Re: A great article about being a former vegan and making changes
It's too bad Alex didn't give more of a breakdown of what she actually ate. Stories like hers are what made me start really researching about plant-based diets after I started eating in this way after healing my worst condition caused by years on a meat-based diet, but I was astonished to learn about the biggest mistakes on a plant-based diet.
#1 - Didn't eat enough/calorie-restricted
#2 - Ate too much fat; nuts, seeds, avocados, oils, etc
#3 - Too much processed vegan foods
#4 - Not enough variety
The one thing I've learned after really looking into it is NEVER TRUST HOW PEOPLE SAY THEY ATE. Not even me. Was Alex simply not eating enough? Too much junk vegan food? Not enough variety? There's no way to really know. That's why I always push people to start really looking at what they are actually eating with apps like
http://cronometer.com
to really give you a more accurate breakdown, not just guessing about their own diet or assuming someone was really eating the way they say they were.
One sad thing I observed with the plant-based lifestyle is it brings in a lot of people with eating disorders.

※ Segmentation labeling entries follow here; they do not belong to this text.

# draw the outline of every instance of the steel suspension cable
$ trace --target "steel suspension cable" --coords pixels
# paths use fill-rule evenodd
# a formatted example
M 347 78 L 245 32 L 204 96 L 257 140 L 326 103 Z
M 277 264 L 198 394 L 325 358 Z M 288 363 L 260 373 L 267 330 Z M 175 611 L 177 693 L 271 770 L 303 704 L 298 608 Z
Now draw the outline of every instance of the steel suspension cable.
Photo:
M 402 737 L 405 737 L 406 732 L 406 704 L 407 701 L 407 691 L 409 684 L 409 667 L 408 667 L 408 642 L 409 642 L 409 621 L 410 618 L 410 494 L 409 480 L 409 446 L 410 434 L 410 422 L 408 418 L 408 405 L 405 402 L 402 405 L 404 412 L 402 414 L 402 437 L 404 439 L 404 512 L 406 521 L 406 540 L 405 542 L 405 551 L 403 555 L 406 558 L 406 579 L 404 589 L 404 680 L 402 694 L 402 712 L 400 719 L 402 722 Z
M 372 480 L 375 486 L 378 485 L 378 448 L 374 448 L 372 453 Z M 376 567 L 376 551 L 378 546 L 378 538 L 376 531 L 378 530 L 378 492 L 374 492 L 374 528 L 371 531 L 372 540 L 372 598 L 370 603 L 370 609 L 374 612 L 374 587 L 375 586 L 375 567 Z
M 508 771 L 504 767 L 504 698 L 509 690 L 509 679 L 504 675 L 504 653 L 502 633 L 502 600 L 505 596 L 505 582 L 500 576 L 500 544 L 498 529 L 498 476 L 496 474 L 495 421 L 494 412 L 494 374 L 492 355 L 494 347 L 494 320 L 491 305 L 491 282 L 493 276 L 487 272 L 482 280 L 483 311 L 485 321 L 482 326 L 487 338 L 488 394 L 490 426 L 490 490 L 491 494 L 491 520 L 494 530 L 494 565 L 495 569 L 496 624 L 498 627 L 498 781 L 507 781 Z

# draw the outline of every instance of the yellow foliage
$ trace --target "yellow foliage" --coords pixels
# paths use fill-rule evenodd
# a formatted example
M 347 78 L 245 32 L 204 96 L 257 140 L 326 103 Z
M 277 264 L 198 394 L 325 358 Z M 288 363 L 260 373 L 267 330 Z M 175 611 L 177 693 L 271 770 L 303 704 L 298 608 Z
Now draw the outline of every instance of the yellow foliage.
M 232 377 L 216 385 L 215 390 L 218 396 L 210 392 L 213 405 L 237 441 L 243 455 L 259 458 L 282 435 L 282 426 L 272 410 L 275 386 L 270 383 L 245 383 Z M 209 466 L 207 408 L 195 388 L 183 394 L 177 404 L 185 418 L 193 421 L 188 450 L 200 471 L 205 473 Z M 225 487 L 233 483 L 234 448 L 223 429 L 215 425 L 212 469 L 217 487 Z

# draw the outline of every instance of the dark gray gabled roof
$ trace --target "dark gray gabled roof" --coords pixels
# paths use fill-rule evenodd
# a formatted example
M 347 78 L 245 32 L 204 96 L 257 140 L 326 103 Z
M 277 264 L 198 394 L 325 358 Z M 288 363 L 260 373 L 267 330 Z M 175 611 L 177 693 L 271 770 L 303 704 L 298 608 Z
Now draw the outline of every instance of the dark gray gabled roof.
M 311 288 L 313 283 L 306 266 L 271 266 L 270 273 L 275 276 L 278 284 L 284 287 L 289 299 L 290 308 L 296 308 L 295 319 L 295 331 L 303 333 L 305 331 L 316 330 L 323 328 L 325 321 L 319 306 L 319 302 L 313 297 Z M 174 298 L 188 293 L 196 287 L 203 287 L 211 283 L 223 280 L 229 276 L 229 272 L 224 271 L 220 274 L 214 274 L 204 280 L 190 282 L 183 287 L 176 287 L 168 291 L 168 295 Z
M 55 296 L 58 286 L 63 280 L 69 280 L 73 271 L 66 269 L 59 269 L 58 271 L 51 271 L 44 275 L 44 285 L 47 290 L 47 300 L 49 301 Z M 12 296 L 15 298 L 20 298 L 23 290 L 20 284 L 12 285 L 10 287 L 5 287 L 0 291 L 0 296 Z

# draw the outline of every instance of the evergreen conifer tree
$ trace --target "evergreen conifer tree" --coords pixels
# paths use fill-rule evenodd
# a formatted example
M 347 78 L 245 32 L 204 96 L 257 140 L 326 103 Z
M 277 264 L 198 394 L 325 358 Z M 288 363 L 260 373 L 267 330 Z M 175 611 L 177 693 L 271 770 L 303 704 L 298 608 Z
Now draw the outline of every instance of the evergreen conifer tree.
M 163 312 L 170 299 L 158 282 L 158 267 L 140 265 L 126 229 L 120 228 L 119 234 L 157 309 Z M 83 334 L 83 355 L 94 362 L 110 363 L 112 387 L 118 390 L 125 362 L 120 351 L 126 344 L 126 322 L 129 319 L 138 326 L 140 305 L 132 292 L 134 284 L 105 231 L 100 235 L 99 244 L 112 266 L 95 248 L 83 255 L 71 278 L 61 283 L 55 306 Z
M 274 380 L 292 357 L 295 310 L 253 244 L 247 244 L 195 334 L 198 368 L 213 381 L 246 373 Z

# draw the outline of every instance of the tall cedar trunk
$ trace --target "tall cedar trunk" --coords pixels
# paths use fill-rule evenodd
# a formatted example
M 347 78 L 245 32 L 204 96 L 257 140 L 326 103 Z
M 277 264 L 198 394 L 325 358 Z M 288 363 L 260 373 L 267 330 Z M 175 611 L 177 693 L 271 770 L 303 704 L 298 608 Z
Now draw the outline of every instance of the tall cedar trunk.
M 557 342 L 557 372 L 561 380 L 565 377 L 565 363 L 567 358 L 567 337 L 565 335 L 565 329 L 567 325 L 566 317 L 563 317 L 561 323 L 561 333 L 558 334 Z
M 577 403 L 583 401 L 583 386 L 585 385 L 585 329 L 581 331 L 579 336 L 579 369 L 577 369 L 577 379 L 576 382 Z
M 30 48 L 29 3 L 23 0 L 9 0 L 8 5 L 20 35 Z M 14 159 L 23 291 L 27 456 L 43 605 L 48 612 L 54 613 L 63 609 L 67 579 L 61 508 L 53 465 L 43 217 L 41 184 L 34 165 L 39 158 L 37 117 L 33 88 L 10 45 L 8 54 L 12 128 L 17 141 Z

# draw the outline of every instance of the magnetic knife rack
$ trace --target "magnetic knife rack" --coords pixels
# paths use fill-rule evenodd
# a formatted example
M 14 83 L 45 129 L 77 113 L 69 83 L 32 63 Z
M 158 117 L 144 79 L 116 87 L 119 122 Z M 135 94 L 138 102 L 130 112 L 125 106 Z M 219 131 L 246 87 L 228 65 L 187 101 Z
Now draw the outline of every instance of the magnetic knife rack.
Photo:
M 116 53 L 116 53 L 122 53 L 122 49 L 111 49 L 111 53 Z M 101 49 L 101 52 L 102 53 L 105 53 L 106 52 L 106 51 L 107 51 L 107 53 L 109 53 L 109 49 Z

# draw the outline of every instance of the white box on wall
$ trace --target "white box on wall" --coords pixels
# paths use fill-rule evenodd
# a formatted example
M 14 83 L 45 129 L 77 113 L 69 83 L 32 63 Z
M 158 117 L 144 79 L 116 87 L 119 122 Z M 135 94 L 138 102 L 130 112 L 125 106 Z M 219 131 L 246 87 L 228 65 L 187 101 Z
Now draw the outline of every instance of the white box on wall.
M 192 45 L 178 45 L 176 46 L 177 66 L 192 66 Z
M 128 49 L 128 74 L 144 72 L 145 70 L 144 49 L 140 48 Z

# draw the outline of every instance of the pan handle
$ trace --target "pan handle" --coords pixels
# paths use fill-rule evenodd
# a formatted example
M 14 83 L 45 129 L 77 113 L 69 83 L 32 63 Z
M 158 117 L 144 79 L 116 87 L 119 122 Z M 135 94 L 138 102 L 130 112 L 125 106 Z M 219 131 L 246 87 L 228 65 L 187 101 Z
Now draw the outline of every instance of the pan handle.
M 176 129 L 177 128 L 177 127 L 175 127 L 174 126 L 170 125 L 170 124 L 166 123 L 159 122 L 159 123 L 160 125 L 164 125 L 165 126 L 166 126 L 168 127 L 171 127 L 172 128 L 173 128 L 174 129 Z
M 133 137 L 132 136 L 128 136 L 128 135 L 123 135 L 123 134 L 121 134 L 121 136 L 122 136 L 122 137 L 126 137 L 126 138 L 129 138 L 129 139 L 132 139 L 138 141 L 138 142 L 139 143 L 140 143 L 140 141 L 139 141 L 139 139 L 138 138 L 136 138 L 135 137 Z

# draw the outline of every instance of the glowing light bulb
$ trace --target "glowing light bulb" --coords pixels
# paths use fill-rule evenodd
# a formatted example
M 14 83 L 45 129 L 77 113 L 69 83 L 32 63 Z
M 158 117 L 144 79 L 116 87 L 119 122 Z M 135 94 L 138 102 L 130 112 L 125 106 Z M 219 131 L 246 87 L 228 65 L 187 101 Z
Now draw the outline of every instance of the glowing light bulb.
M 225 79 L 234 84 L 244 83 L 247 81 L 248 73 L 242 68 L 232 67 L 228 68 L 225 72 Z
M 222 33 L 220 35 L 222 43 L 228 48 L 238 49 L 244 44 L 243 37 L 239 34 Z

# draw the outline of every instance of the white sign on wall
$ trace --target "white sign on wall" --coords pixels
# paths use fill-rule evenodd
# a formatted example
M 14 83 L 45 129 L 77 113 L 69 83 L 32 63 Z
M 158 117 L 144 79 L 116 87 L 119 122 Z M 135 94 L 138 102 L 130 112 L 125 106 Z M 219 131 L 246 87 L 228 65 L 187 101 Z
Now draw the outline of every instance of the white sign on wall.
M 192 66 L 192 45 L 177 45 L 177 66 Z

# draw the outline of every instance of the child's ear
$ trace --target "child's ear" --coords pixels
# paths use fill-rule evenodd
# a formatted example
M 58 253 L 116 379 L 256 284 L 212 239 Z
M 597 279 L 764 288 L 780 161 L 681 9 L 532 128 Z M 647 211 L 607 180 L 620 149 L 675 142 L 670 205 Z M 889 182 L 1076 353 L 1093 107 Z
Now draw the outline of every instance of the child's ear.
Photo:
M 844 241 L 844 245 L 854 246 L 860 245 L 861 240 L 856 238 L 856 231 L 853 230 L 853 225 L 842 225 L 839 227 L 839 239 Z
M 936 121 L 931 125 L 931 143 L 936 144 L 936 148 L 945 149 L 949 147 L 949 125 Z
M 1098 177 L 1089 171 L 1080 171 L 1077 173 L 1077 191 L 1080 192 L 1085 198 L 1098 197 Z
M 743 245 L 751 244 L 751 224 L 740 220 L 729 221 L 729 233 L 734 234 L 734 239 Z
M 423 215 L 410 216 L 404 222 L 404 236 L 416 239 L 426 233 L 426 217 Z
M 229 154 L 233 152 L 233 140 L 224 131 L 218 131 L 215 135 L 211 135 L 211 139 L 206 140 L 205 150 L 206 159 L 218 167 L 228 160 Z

At the
30bad forum where they stress over and over and over again the importance of not calorie-restricting, a large percentage of people who post that they are having problems on the vegan 80-10-10 diet they promote mention they come from an eating disorder background and more times than not admit they are still not reaching the recommended calorie minimums that site promotes.
I don't know if a strict vegan diet is healthy longterm or if one diet fits all, but the real shame about the talk about diets is that when people say they failed on one, rarely do they give enough info for others to see if they were really doing that diet correctly or not, regardless of which diet.